Le premier ministre du Québec a choisi l’Outaouais pour sa première sortie officielle, vendredi.

Le moment de grâce

CHRONIQUE / Il y a quelque chose de beau dans les premiers moments au pouvoir d’un premier ministre.

François Legault a choisi l’Outaouais comme destination pour sa première sortie officielle. Une rareté, si ce n’est une première dans le cas d’un premier ministre du Québec. 

M. Legault a arpenté les rues du Mont-Bleu, à Gatineau, où la tornade a causé d’importants dommages le mois dernier. 

Le paysage a encore des allures d’apocalypse. 

Des toits arrachés, des fenêtres fracassées, des murs de brique emportés par le vent… Un mois après, la dévastation témoigne encore de la force des éléments et on se dit que c’est vraiment un miracle que personne n’ait été tué.

Le premier ministre a arpenté les rues, entouré de nombreux gardes du corps. Mais la sécurité était assez relâchée. Une dame avec des cheveux orange et un manteau de la même couleur tout aussi flamboyant, a pu s’approcher du premier ministre et lui faire une longue accolade.

Un moment sympathique qui a fait sourire le maire Maxime Pedneaud-Jobin, les ministres, les députés et les journalistes qui suivaient le premier ministre. Legault lui-même a semblé s’amuser de l’enthousiasme de la dame qui l’appelait « François » gros comme le bras et le contemplait comme une rockstar.

« Je souhaite être un gouvernement de proximité et je m’attends à ce que mes 25 ministres restent branchés sur le terrain », a-t-il expliqué par la suite, alors que la vice-première ministre et ministre de la Sécurité publique, Geneviève Guilbeault marchait à sa suite, de même que le nouveau ministre régional, Mathieu Lacombe.

Ça m’a fait penser aux premières semaines après l’élection de Justin Trudeau en 2015. Rappelez-vous l’engouement populaire pour le nouveau premier ministre canadien, ses bains de foule, ses innombrables selfies, ses accolades avec le public… Legault est loin d’avoir le charisme d’un Trudeau. Mais il a visiblement un certain charme. Dans le Mont-Bleu, il a mis dans sa poche un trio de petites dames trop contentes de saluer « François » et d’avoir un brin de conversation avec lui.

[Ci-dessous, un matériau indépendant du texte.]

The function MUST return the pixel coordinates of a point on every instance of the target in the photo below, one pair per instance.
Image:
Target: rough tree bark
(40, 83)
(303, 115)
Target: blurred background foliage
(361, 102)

Cette proximité entre le premier ministre et les électeurs est un moment de grâce. Il ne dure jamais longtemps. À mesure qu’il s’investira pleinement de sa mission d’homme d’État et qu’il sera sollicité de toutes parts, François Legault deviendra forcément moins accessible au commun des mortels. La dame aux cheveux orange a bien fait de saisir l’occasion pour faire une accolade à son « François ».

M. Legault a clairement indiqué avoir donné le mandat à son ministre régional, Mathieu Lacombe, de s’assurer que l’Outaouais ne soit pas oublié. « J’ai l’intention de respecter tous mes engagements, a ajouté le premier ministre, y compris celui de bâtir un nouvel hôpital. »

Le nouveau premier ministre a bien compris que les gens de l’Outaouais ont envoyé trois députés de la CAQ à l’Assemblée nationale entre autre parce qu’ils ne sont pas satisfaits des services de santé. C’est injuste puisqu’ils paient les mêmes impôts que tout le monde !

À sa première entrevue comme ministre régional, Mathieu Lacombe a tenu des propos dans le même sens que son chef. La santé, mais aussi l’élargissement de l’autoroute 50, de même que le développement économique — un enjeu crucial dans sa circonscription de Papineau — figurent parmi ses priorités.

Il faut reconnaître que le signal envoyé par M. Legault est fort. Non seulement il choisit l’Outaouais pour sa première sortie officielle à titre de premier ministre, il persiste et signe sans faiblir sur sa promesse de construire un nouvel hôpital en Outaouais d’ici 5 ans. De quoi faire plaisir à la dame en orange et au reste de son fan club.